Some hesitancy in Pakistani capital but most residents eager for COVID-19 jabs
https://arab.news/65yyw
Some hesitancy in Pakistani capital but most residents eager for COVID-19 jabs
- In Islamabad this week, seven out of ten people interviewed by Arab News said they would take the vaccine if given an opportunity
- According to a Gallup poll from January, 49% Pakistanis said they would not get the vaccine even if it were free
Pakistan expands pilgrim travel system for Iran, Iraq with licenses to 67 new operators
- New system requires all Iraq-Iran pilgrimages to be organized by licensed groups under state oversight
- Long-running “Salar” model relied on informal caravan leaders, leading to overstays and missing pilgrims
ISLAMABAD: Pakistan has issued registration certificates to 67 additional licensed pilgrimage companies, expanding a tightly regulated travel system designed to curb overstays, undocumented migration and security risks linked to religious travel to Iran and Iraq, the ministry of religious affairs said on Tuesday.

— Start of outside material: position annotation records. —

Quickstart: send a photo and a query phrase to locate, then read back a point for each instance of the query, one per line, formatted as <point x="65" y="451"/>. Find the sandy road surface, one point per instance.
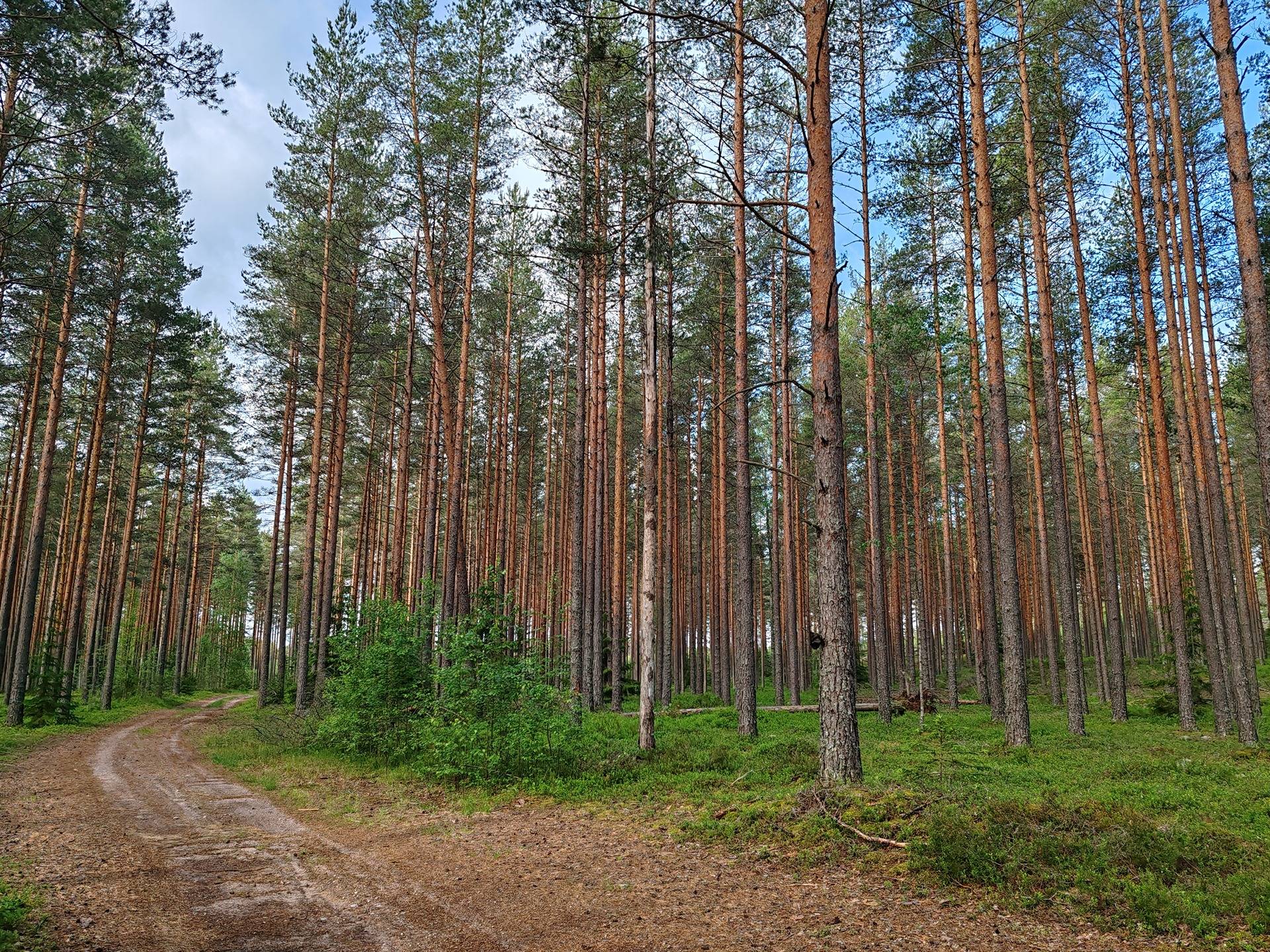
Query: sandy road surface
<point x="142" y="846"/>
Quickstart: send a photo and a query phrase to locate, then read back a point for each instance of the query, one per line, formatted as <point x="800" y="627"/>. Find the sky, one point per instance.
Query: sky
<point x="225" y="161"/>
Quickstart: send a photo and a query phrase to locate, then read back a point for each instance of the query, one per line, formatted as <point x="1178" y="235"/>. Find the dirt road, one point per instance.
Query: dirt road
<point x="142" y="846"/>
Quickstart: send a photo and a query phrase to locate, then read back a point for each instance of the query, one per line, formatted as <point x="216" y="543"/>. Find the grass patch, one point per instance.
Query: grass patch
<point x="16" y="742"/>
<point x="22" y="923"/>
<point x="1134" y="826"/>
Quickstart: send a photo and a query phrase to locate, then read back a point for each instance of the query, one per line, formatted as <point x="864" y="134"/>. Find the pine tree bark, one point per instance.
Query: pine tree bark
<point x="31" y="576"/>
<point x="743" y="590"/>
<point x="840" y="733"/>
<point x="1015" y="676"/>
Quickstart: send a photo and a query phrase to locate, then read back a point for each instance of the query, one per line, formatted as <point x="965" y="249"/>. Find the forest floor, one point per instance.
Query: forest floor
<point x="138" y="843"/>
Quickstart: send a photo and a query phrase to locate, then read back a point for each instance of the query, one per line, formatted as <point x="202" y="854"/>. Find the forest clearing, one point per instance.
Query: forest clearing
<point x="629" y="474"/>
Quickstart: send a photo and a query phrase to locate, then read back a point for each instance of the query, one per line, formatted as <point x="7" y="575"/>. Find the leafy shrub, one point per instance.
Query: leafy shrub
<point x="484" y="713"/>
<point x="22" y="926"/>
<point x="380" y="694"/>
<point x="495" y="715"/>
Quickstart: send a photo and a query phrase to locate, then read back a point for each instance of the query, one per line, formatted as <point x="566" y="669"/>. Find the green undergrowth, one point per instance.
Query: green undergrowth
<point x="22" y="923"/>
<point x="1134" y="826"/>
<point x="85" y="716"/>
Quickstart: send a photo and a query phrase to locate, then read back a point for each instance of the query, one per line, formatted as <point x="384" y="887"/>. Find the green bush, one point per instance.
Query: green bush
<point x="484" y="713"/>
<point x="495" y="714"/>
<point x="380" y="695"/>
<point x="1111" y="862"/>
<point x="22" y="927"/>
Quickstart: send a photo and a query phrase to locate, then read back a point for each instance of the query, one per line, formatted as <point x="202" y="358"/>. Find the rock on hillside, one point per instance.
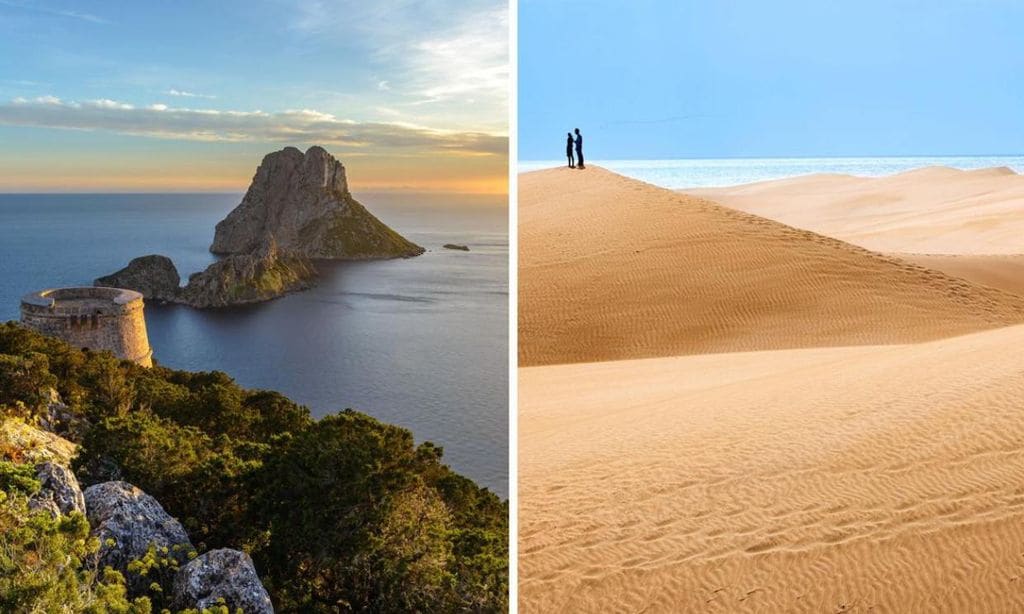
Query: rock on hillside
<point x="154" y="275"/>
<point x="226" y="574"/>
<point x="60" y="493"/>
<point x="127" y="521"/>
<point x="302" y="202"/>
<point x="24" y="443"/>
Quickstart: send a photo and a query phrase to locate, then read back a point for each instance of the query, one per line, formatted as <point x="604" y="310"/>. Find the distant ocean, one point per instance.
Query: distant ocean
<point x="679" y="174"/>
<point x="421" y="343"/>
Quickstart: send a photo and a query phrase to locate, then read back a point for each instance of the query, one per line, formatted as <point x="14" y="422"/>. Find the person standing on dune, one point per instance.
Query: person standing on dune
<point x="579" y="144"/>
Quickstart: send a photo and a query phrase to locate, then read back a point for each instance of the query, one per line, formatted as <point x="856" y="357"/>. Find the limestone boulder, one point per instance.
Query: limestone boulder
<point x="60" y="493"/>
<point x="221" y="574"/>
<point x="127" y="521"/>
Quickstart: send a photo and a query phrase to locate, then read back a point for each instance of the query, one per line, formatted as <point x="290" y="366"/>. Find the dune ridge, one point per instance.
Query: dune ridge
<point x="719" y="412"/>
<point x="612" y="268"/>
<point x="934" y="210"/>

The move is part of a broader overhaul of Pakistan’s pilgrim management framework after authorities confirmed that tens of thousands of Pakistani pilgrims had overstayed or gone missing abroad over the past decade, raising concerns with host governments and triggering diplomatic pressure on Islamabad to tighten oversight.
“The dream of safe travel for pilgrims to Iran and Iraq through better facilities and a transparent mechanism is set to be realized,” the religious affairs ministry said in a statement, quoting Federal Minister for Religious Affairs Sardar Muhammad Yousaf, who announced that 67 new Ziyarat Group Organizers had been registered.
Pakistan’s government has dismantled the decades-old “Salar” system, under which informal caravan leaders arranged pilgrimages with limited state oversight. The model was blamed for weak documentation, poor accountability and widespread overstays, particularly during peak pilgrimage seasons.
Under the new framework, only licensed companies are allowed to organize pilgrimages, and they are held directly responsible for ensuring pilgrims return within approved timelines.
Authorities say pilgrimages to Iran and Iraq will be conducted exclusively under the new system from January 2026, marking a full transition to regulated travel. The religion ministry said it has now completed registration of 24 operators in the first phase and 67 more in the second, with remaining applicants urged to complete documentation to obtain licenses.
The religious affairs ministry said a digital management system is being developed with the National Information Technology Board to monitor pilgrim movements and operator compliance, while a licensed ferry operator has also secured approval to explore future sea travel options.
The overhaul has been accompanied by tighter coordination with host countries. Earlier this month, Pakistan and Iraq agreed to share verified pilgrim data and restrict entry to travelers cleared under the new system, following talks between interior ministers in Islamabad and Baghdad. Pakistan has also barred overland pilgrim travel for major religious events, citing security risks in its southwestern Balochistan province, meaning travel to Iran and Iraq is now limited to approved air routes.
Officials say the reforms are aimed at balancing facilitation with accountability, as tens of thousands of Pakistani pilgrims travel annually to key Shia shrines, including Karbala and Najaf in Iraq and Mashhad and Qom in Iran. Travel peaks during religious occasions such as Arbaeen, when millions of worshippers converge on Iraq, placing heavy logistical and security demands on regional authorities.
The government says the new system is intended to restore confidence among host countries while ensuring safer, more transparent travel for Pakistani pilgrims.